Accept my homage, Earth, as I make my last obeisance of the day,
Bowed at the altar of the setting sun.
You are mighty, and knowable only by the mighty;
You counterpoise charm and severity;
Compounded of male and female
You sway human life with unbearable conflict.
The cup that your right hand fills with nectar
Is smashed by your left;
Your playground rings with your mocking laughter.
You make heroism hard to attain;
You make excellence costly;
You are not merciful to those who deserve mercy.
Ceaseless warfare is hidden in your plants:
Their crops and fruits are victory-wreaths won from struggle.
Land and sea are your cruel battlefields –
Life proclaims its triumph in the face of death.
Civilization rests its foundation upon your cruelty:
Ruin is the penalty exacted for any shortcoming.

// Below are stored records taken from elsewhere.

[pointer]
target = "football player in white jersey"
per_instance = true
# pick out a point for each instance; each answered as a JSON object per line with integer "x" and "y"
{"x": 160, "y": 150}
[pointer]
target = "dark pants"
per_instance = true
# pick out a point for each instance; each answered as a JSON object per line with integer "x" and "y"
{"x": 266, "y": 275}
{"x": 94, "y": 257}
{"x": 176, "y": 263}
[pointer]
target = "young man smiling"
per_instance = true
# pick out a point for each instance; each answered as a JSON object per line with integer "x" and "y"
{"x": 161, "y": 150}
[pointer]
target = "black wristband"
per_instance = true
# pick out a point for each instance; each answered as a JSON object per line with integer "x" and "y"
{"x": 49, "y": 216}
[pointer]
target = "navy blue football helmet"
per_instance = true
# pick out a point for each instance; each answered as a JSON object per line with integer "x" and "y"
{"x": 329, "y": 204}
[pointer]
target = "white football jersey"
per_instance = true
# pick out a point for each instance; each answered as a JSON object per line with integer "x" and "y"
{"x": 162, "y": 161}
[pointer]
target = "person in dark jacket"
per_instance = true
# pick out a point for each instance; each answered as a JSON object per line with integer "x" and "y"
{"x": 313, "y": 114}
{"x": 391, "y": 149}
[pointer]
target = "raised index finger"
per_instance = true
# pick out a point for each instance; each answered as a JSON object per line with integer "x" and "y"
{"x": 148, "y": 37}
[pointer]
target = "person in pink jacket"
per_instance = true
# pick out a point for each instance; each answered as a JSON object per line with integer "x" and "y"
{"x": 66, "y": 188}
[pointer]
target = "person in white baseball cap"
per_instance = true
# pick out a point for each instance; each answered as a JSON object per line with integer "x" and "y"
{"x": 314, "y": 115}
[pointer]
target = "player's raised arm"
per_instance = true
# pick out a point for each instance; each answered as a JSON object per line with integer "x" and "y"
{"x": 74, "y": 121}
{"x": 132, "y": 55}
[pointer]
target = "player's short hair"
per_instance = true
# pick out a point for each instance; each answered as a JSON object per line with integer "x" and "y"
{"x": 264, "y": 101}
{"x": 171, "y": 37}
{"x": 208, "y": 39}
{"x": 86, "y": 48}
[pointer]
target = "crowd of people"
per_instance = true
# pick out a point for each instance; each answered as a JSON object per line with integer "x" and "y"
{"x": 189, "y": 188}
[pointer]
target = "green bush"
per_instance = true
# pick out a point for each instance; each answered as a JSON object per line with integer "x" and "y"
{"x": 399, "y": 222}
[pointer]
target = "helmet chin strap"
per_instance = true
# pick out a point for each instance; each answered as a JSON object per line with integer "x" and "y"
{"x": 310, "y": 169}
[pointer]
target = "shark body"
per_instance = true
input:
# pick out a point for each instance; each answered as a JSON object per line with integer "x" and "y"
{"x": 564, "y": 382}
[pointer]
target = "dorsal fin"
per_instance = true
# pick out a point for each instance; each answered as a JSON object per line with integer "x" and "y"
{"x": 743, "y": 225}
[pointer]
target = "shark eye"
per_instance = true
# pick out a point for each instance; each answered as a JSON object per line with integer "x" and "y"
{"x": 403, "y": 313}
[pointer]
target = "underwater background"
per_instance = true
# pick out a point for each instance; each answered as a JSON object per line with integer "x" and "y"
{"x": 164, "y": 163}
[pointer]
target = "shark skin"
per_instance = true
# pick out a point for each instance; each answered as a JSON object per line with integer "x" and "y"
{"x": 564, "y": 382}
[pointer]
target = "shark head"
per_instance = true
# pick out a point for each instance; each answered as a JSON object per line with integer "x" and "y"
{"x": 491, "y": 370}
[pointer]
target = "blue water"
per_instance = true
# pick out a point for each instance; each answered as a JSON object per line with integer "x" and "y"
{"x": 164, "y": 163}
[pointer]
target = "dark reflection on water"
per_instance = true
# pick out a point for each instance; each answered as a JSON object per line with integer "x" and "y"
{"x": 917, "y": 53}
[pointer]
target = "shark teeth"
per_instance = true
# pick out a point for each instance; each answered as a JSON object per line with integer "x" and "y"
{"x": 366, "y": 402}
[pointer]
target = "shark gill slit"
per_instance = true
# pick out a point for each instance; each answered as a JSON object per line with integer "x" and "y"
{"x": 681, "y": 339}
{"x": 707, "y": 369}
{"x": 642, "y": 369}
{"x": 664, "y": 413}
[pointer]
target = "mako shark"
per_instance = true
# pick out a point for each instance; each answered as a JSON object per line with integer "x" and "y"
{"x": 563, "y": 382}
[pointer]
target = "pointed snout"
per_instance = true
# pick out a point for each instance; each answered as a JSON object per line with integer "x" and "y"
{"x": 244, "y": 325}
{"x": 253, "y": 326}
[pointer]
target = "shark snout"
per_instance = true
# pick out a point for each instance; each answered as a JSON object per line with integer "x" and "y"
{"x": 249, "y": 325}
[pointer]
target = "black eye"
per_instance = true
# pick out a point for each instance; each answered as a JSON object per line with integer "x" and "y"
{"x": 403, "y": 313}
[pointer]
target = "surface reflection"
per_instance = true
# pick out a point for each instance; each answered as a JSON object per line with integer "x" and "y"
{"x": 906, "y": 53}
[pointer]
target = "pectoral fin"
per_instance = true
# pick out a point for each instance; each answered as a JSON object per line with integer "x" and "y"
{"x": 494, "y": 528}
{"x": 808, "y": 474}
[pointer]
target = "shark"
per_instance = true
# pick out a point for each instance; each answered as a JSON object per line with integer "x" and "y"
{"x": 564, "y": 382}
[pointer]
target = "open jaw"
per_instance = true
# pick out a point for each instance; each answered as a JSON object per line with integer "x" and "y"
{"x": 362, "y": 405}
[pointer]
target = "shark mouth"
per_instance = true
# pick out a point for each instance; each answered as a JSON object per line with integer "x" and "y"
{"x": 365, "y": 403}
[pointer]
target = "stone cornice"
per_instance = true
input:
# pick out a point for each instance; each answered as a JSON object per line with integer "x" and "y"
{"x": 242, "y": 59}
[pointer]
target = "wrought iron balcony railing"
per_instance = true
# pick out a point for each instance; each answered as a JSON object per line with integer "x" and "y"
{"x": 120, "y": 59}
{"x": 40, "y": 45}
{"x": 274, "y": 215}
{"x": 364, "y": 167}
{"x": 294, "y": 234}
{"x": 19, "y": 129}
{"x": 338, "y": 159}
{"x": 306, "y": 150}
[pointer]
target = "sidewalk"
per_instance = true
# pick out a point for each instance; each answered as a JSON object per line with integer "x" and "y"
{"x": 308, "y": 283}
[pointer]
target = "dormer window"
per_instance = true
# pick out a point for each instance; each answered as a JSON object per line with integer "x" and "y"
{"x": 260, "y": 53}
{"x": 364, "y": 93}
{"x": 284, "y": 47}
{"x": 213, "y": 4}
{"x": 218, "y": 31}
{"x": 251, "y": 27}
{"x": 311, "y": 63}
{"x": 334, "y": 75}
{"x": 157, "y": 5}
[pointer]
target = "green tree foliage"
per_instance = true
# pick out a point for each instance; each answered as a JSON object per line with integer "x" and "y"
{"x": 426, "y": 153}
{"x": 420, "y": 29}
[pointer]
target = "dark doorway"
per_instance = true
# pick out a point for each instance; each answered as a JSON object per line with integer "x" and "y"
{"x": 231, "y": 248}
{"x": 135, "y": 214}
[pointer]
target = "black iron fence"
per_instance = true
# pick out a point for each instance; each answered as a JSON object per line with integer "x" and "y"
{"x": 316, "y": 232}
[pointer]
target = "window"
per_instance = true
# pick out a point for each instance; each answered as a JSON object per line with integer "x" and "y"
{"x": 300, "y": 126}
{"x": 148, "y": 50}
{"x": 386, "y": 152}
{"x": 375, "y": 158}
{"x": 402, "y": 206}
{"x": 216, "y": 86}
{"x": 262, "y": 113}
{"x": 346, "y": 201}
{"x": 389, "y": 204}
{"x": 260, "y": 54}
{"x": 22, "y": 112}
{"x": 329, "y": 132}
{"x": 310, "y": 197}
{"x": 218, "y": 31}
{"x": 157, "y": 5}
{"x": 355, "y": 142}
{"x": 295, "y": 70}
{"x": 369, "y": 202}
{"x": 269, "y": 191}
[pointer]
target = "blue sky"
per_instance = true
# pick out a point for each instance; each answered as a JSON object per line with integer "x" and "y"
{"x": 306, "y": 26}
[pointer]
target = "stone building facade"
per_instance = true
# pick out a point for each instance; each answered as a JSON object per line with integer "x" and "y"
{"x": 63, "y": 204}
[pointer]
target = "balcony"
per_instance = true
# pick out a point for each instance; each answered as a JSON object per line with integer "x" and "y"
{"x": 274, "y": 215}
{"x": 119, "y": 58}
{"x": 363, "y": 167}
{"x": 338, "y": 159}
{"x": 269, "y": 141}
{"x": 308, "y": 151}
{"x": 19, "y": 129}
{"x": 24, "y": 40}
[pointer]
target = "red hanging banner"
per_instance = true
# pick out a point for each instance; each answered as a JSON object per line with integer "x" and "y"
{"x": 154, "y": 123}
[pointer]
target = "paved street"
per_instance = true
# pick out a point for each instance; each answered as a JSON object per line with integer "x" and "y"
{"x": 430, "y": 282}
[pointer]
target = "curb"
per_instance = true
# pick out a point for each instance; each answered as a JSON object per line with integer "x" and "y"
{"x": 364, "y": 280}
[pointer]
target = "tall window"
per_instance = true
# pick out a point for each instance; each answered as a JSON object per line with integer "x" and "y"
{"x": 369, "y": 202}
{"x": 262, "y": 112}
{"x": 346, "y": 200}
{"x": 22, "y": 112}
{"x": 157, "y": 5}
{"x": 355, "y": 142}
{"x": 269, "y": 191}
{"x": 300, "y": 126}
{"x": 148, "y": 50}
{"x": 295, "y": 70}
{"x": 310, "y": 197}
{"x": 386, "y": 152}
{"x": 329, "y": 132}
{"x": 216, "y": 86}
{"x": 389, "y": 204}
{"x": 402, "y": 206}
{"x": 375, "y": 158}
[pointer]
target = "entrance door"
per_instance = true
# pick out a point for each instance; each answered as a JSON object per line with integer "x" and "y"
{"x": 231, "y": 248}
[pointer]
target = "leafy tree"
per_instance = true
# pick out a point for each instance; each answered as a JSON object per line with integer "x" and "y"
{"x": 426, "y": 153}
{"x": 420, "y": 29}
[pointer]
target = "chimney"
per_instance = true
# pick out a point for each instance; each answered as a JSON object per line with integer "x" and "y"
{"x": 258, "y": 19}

In the first chapter of your history Demons were supreme –
Harsh, barbaric, brutish;
Their clumsy thick fingers lacked art;
With clubs and mallets in hand they rioted over sea and mountain.
Their fire and smoke churned sky into nightmare;
They controlled the inanimate world;
They had blind hatred of Life.
Gods came next; by their spells they subdued the Demons –
The insolence of Matter was crushed.
Mother Earth spread out her green mantle;
On the eastern peaks stood Dawn;
On the western sea-shore Evening descended,
Dispensing peace from her chalice.
The shackled Demons were humbled;
But primal barbarity has kept its grip on your history.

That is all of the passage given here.